According to Newman/Haas Racing, this T800 on offer was used in four races in the 1984 season, including the Dana Rex Mays Classic on 3 June 1984 held at the Milwaukee Mile, where Mario Andretti started 3rd and finished 8th; the Meadowlands Grand Prix held on 1 July 1984 in East Rutherford, New Jersey, where Mario Andretti started 1st and impressively led every single lap of the 100-lap race, securing his second 1st-place finish of the season; and Mid-Ohio 200 held on 2 September 1984 in Lexington, Ohio, where Mario Andretti started 1st and led 78 laps of the 84-lap race on route to his fifth 1st-place finish of the season. The final race this car campaigned under the Newman/Haas Racing banner was on 14 October 1984 at the Stroh’s Bobby Ball Memorial 150 held at the Phoenix International Raceway. Mario Andretti started 7th and led 59 laps but finished 12th.
In total, Andretti-piloted Lola T800s won six races, taking eight poles while leading 572 out of 2,285 laps, and earning Mario his final IndyCar championship and third “Driver of the Year” award. This car, claiming two of the six race victories with Mario Andretti behind the wheel, was a significant contributor to the Newman/Haas Racing team success in 1984.
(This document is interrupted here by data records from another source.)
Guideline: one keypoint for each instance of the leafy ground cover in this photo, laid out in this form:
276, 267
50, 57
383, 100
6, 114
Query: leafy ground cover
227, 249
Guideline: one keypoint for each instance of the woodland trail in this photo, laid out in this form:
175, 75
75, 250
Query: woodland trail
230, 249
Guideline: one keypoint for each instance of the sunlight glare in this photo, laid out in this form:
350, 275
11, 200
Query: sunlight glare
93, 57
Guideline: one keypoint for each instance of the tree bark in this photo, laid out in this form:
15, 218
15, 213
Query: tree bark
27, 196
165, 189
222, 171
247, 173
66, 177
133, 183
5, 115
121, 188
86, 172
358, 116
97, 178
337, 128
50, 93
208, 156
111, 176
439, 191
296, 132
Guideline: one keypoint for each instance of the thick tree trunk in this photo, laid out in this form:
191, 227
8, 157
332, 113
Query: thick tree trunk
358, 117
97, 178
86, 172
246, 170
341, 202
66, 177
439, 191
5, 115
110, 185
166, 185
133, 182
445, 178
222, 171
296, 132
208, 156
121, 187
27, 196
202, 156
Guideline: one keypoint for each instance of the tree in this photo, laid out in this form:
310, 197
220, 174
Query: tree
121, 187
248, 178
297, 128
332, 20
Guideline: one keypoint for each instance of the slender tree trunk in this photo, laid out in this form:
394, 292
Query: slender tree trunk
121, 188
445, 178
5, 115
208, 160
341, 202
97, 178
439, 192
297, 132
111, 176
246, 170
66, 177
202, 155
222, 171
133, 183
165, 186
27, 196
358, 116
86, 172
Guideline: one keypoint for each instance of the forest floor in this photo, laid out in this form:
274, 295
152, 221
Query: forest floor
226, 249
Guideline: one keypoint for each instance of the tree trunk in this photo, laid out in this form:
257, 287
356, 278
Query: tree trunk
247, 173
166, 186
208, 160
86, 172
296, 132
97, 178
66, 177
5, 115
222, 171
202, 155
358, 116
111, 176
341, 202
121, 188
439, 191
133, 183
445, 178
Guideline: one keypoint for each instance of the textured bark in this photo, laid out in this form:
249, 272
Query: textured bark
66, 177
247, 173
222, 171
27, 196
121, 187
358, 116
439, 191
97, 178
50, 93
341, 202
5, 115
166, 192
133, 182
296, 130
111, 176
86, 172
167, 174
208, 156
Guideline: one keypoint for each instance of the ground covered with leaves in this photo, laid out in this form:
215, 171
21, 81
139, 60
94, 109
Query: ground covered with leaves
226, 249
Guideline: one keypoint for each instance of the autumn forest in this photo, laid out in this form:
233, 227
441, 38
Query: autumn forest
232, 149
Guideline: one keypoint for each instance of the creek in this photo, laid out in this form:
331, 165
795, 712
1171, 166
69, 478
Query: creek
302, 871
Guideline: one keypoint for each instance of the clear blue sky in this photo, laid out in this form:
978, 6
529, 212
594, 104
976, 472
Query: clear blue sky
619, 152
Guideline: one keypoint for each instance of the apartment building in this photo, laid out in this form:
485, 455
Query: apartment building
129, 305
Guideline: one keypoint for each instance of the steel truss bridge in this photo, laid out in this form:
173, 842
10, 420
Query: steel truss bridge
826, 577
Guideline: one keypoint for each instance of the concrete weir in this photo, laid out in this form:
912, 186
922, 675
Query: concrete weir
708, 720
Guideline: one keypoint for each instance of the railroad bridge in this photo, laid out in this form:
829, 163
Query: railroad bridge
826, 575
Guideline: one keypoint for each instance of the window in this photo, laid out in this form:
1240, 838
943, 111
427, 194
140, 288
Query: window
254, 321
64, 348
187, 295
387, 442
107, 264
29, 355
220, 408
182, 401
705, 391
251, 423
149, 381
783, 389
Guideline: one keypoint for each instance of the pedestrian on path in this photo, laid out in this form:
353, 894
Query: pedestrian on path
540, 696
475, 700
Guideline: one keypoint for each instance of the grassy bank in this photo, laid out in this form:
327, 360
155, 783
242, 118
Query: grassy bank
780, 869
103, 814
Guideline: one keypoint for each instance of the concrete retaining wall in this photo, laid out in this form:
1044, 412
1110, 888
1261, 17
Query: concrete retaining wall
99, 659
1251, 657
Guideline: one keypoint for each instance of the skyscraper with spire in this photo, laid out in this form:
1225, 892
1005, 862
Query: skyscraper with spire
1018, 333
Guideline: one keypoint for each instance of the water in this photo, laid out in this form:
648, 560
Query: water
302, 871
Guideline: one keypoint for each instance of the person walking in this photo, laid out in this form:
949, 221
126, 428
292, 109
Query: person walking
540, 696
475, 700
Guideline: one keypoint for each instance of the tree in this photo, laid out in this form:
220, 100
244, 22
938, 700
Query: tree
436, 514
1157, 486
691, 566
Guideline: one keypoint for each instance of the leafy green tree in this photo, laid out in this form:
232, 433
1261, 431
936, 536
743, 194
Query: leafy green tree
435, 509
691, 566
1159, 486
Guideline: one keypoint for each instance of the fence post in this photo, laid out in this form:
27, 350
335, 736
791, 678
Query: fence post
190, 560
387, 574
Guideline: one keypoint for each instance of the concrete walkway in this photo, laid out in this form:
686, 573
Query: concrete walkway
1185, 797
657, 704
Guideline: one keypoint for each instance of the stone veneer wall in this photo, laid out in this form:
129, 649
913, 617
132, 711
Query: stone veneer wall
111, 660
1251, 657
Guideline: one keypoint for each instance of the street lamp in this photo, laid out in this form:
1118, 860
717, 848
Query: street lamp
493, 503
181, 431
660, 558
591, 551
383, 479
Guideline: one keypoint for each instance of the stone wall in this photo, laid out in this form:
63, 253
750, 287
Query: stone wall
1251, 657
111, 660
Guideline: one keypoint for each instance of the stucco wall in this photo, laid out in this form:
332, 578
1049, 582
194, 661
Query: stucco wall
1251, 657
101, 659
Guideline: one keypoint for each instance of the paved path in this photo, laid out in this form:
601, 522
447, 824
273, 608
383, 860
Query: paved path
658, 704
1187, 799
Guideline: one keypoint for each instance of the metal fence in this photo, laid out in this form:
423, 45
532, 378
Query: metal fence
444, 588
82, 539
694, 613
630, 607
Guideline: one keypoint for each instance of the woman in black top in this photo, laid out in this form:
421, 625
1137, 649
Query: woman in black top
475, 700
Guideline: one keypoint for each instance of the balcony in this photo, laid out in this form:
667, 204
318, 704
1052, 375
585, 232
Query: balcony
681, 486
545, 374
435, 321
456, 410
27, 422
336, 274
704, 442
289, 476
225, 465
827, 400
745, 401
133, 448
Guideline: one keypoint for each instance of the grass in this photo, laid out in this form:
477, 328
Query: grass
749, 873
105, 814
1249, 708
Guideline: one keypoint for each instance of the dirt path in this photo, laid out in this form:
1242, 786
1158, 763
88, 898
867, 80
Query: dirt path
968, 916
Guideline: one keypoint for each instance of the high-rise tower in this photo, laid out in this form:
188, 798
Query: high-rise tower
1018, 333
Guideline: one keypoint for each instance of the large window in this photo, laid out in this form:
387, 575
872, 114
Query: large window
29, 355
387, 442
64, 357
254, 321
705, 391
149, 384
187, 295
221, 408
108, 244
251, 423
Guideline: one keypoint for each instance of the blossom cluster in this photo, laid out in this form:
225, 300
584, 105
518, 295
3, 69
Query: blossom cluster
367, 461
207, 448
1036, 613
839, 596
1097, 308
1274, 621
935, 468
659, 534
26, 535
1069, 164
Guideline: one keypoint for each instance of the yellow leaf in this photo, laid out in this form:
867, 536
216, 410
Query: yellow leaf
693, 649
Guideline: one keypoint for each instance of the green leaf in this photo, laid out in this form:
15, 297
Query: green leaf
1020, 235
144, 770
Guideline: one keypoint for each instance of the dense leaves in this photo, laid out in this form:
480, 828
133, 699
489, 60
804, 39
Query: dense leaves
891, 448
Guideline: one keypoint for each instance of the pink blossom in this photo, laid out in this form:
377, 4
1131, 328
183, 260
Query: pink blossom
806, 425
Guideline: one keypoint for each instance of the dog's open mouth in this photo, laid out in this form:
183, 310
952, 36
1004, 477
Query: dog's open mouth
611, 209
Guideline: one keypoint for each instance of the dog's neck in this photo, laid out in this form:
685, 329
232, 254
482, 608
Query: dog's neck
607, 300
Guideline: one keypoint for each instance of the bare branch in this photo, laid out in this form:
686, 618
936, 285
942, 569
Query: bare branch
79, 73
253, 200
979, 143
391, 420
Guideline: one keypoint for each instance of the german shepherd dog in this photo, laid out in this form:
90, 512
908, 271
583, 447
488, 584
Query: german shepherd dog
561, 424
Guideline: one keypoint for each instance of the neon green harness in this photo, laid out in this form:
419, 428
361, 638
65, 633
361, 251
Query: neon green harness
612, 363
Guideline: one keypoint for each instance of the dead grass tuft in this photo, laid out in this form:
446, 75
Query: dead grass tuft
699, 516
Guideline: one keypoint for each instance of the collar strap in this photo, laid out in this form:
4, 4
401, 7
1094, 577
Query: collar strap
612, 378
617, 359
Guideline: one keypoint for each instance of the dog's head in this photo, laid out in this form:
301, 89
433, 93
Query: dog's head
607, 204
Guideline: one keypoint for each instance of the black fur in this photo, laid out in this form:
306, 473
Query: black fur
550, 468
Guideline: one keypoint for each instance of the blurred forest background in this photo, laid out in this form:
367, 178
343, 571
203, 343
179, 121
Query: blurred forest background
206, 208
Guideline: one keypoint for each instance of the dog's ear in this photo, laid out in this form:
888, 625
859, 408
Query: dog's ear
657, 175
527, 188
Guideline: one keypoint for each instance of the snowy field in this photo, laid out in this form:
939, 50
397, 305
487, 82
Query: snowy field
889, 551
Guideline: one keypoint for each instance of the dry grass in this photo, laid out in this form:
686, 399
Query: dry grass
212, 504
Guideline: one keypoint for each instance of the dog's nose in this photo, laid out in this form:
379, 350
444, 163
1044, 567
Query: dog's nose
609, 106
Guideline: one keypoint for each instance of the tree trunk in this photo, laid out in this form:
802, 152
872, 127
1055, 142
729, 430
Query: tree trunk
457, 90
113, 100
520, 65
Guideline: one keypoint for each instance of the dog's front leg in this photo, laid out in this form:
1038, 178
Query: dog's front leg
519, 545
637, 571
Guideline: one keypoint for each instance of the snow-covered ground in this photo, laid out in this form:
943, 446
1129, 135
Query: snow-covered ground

Following the successful 1984 season, on 31 January 1985, the 1984 Lola T800 (chassis number HU 2) was sold. Following this transaction, it is believed the car was assigned a new CART serial number, CART Serial No. 423 (which remains on the car today), as another team would use this car in the 1985 and 1986 IndyCar seasons.
On 25 August 1995 Carl A. Haas re-acquired this 1984 Lola T800 (chassis number HU 2) which was re-liveried to its successful 1984 Newman/Haas Racing-Mario Andretti appearance and fitted with a period-correct engine, as presented today.
Mario Andretti remained with Newman/Haas Racing for another 10 years before retiring from open-wheel competition following the 1994 season, along the way enjoying his son Michael’s championship for Newman/Haas as a teammate in 1991. Newman/Haas Racing went on to win six more IndyCar championships through 2007, but perhaps none was so significant as the 1984 victory in only its second season, featuring a revolutionary design in the hands of one of racing’s most incomparable competitors.
One of just five built, this T800 offers a sensational addition to any racing-focused collection. It is a thoroughbred from one of IndyCar’s best-known and most successful American stables, one that powered the great Andretti to the very definition of racing success and his final championship.